From discovery to design: in conversation with Ali Madani (Profluent)
Summary
Profluent CEO Ali Madani discusses the company's AI-first approach to protein design, highlighted by a \$2.25 billion deal with Eli Lilly to develop AI-designed gene editors for therapeutic use. Profluent, an AI lab, builds foundation models to design proteins from scratch, contrasting with traditional discovery methods. Their work, rooted in language models similar to GPT, uses transformer architectures trained on over 100 billion curated protein sequences (20 trillion tokens) to generate novel proteins. Madani emphasizes the "sequence first" paradigm, arguing it better captures complex function and dynamics than structure-based approaches. The Open CRISPR initiative demonstrated AI's ability to design molecules for human genome editing, achieving functionality rivaling millions of years of evolution. The Lilly deal specifically targets large gene insertion, addressing challenges previously intractable without AI, aiming for efficient and specific delivery of kilobase genetic payloads. Madani also notes the Verve Therapeutics' in vivo base editing success as a significant, scalable milestone.
Key takeaway
For AI Scientists or Directors of AI/ML evaluating new therapeutic design paradigms, Profluent's success with Eli Lilly demonstrates that AI-first generative models can move beyond accelerating discovery to enabling novel biological solutions. You should explore sequence-based language models for de novo protein design, especially for complex functions or large gene insertions, as this approach offers significant advantages over traditional or structure-only methods. Consider how your team can integrate similar foundation model capabilities to tackle previously intractable problems in drug development.
Key insights
AI-driven language models can design novel, functional proteins from scratch, accelerating biological evolution for therapeutic applications.
Principles
- Sequence-first models outperform structure-based approaches for complex protein function and dynamics.
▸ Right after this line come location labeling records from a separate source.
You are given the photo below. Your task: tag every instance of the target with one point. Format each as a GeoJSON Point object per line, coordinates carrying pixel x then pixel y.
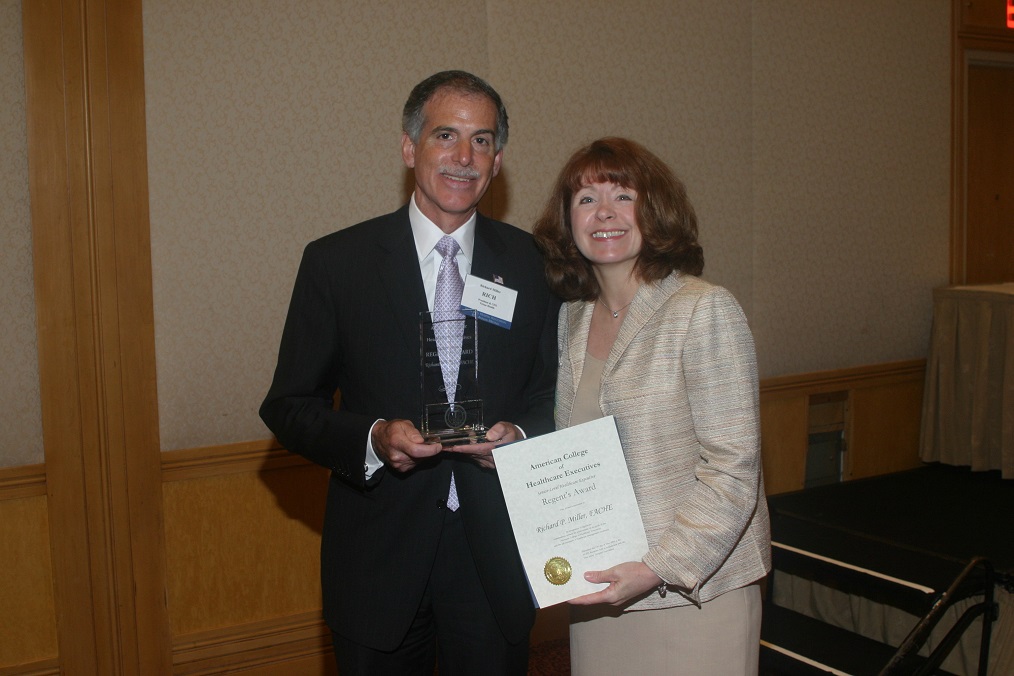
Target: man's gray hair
{"type": "Point", "coordinates": [459, 81]}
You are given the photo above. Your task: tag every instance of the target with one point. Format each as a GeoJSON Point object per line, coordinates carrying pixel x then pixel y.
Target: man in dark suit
{"type": "Point", "coordinates": [404, 575]}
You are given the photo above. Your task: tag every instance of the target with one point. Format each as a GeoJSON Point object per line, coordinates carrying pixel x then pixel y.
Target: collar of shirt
{"type": "Point", "coordinates": [427, 234]}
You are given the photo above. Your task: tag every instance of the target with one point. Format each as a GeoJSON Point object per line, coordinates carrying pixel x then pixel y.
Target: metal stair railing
{"type": "Point", "coordinates": [988, 608]}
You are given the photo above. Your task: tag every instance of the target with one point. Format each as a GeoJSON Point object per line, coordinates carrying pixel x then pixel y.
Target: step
{"type": "Point", "coordinates": [794, 645]}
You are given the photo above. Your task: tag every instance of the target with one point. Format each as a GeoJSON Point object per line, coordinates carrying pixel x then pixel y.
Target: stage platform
{"type": "Point", "coordinates": [901, 538]}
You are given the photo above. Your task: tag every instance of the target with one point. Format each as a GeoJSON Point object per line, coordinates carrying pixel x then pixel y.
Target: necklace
{"type": "Point", "coordinates": [614, 313]}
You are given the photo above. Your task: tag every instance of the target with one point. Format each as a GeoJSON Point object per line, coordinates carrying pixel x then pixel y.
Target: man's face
{"type": "Point", "coordinates": [455, 158]}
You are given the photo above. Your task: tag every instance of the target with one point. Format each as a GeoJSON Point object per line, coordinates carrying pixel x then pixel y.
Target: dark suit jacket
{"type": "Point", "coordinates": [353, 325]}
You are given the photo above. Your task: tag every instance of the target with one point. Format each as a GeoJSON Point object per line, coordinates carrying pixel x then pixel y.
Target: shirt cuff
{"type": "Point", "coordinates": [372, 463]}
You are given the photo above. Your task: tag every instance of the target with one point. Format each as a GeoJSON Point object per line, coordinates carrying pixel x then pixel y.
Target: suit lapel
{"type": "Point", "coordinates": [490, 261]}
{"type": "Point", "coordinates": [400, 283]}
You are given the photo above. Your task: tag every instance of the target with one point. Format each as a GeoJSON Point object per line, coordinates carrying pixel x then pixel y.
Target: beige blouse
{"type": "Point", "coordinates": [681, 381]}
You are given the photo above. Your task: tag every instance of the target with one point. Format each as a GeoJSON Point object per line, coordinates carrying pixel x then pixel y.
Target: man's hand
{"type": "Point", "coordinates": [499, 434]}
{"type": "Point", "coordinates": [400, 445]}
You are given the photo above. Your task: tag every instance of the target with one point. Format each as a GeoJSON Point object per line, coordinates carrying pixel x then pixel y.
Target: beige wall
{"type": "Point", "coordinates": [21, 428]}
{"type": "Point", "coordinates": [812, 136]}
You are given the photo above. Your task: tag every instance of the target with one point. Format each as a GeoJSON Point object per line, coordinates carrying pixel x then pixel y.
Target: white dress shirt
{"type": "Point", "coordinates": [427, 234]}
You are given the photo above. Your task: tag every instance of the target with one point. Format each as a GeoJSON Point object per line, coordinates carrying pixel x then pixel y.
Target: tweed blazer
{"type": "Point", "coordinates": [681, 382]}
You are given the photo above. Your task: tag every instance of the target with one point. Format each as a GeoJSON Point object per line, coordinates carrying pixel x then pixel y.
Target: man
{"type": "Point", "coordinates": [405, 573]}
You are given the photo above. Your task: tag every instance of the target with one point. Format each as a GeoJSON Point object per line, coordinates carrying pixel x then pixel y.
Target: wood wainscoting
{"type": "Point", "coordinates": [881, 411]}
{"type": "Point", "coordinates": [242, 526]}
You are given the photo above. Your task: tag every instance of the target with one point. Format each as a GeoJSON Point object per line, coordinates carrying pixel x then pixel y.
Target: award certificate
{"type": "Point", "coordinates": [572, 508]}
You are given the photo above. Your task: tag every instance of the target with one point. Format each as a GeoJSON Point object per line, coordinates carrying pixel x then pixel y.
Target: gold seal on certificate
{"type": "Point", "coordinates": [558, 571]}
{"type": "Point", "coordinates": [572, 508]}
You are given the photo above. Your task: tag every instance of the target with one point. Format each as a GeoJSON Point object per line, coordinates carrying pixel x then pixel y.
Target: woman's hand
{"type": "Point", "coordinates": [627, 581]}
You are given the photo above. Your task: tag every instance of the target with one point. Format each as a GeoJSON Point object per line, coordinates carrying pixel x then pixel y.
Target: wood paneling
{"type": "Point", "coordinates": [27, 618]}
{"type": "Point", "coordinates": [990, 195]}
{"type": "Point", "coordinates": [884, 410]}
{"type": "Point", "coordinates": [883, 436]}
{"type": "Point", "coordinates": [243, 546]}
{"type": "Point", "coordinates": [84, 84]}
{"type": "Point", "coordinates": [979, 36]}
{"type": "Point", "coordinates": [783, 441]}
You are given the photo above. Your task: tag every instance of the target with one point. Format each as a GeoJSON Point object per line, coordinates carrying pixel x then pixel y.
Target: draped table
{"type": "Point", "coordinates": [968, 401]}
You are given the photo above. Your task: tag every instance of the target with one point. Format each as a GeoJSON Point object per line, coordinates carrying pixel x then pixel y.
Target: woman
{"type": "Point", "coordinates": [670, 356]}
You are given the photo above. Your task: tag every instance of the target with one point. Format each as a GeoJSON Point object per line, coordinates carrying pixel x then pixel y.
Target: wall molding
{"type": "Point", "coordinates": [41, 668]}
{"type": "Point", "coordinates": [828, 381]}
{"type": "Point", "coordinates": [22, 481]}
{"type": "Point", "coordinates": [256, 645]}
{"type": "Point", "coordinates": [222, 459]}
{"type": "Point", "coordinates": [206, 461]}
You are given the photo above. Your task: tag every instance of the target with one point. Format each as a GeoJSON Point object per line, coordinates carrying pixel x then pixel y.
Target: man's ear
{"type": "Point", "coordinates": [497, 160]}
{"type": "Point", "coordinates": [408, 151]}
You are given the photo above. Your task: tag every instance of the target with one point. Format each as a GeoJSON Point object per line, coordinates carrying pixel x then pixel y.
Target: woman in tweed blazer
{"type": "Point", "coordinates": [670, 356]}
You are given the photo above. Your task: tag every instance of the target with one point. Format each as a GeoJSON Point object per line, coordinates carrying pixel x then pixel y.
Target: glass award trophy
{"type": "Point", "coordinates": [454, 420]}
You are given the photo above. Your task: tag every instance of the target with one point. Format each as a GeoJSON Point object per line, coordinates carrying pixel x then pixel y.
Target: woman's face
{"type": "Point", "coordinates": [603, 221]}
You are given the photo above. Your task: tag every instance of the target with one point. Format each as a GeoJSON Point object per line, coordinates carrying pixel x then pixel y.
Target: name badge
{"type": "Point", "coordinates": [492, 302]}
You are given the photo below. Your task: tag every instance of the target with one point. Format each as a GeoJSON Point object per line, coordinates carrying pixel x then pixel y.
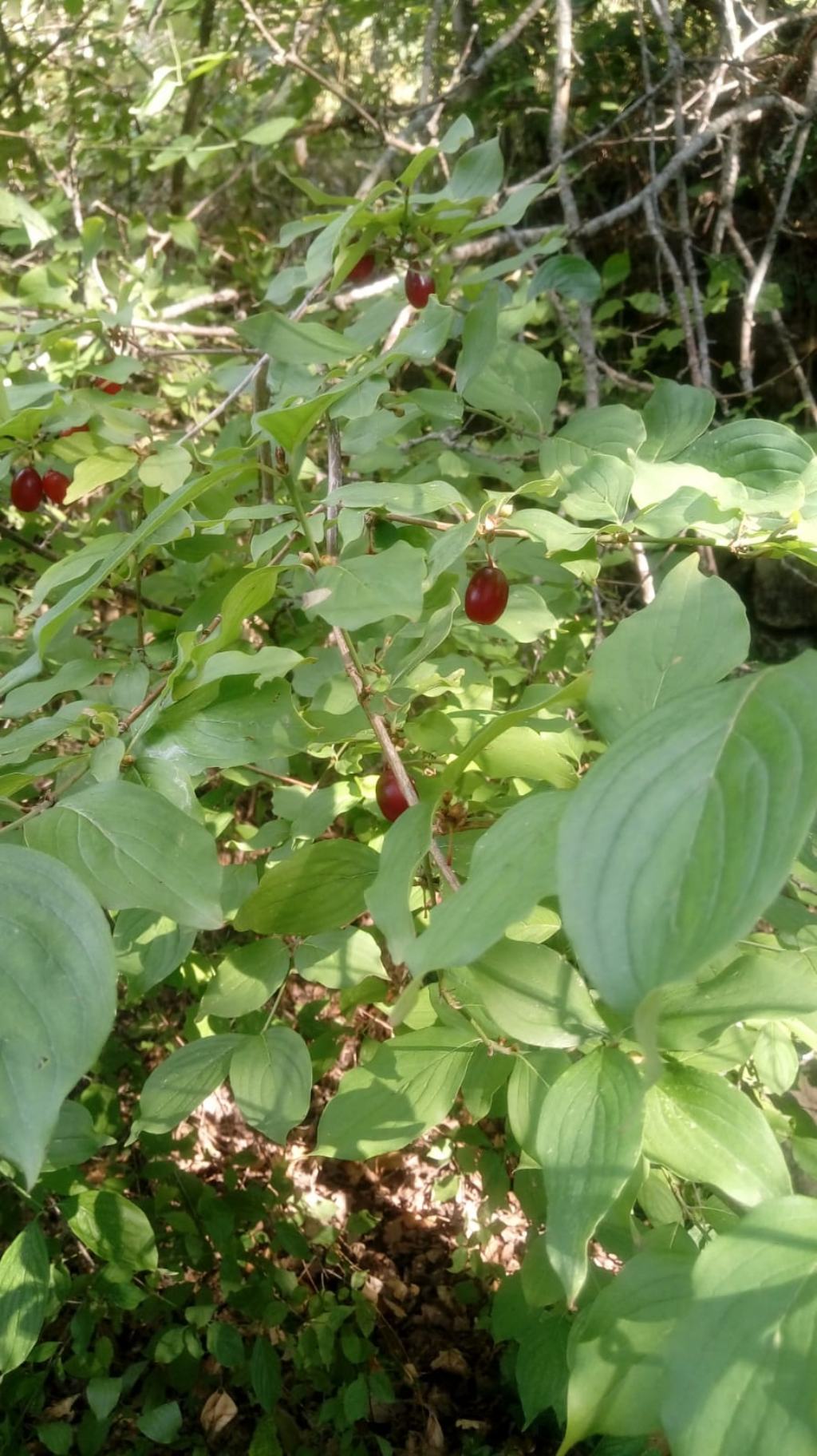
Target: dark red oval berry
{"type": "Point", "coordinates": [487, 595]}
{"type": "Point", "coordinates": [26, 489]}
{"type": "Point", "coordinates": [420, 289]}
{"type": "Point", "coordinates": [391, 798]}
{"type": "Point", "coordinates": [56, 484]}
{"type": "Point", "coordinates": [363, 268]}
- AI can enable solutions for previously intractable biological design problems.
- Scaling data and model parameters is crucial for advancing protein design capabilities.
Method
Profluent trains transformer-based language models on vast protein sequence data (100B+ sequences, 20T+ tokens) using mass language modeling or next token prediction, then layers metadata and laboratory feedback for alignment.
In practice
- Design de novo gene editors for precise human genome modification.
- Optimize multi-attribute protein properties like activity and specificity.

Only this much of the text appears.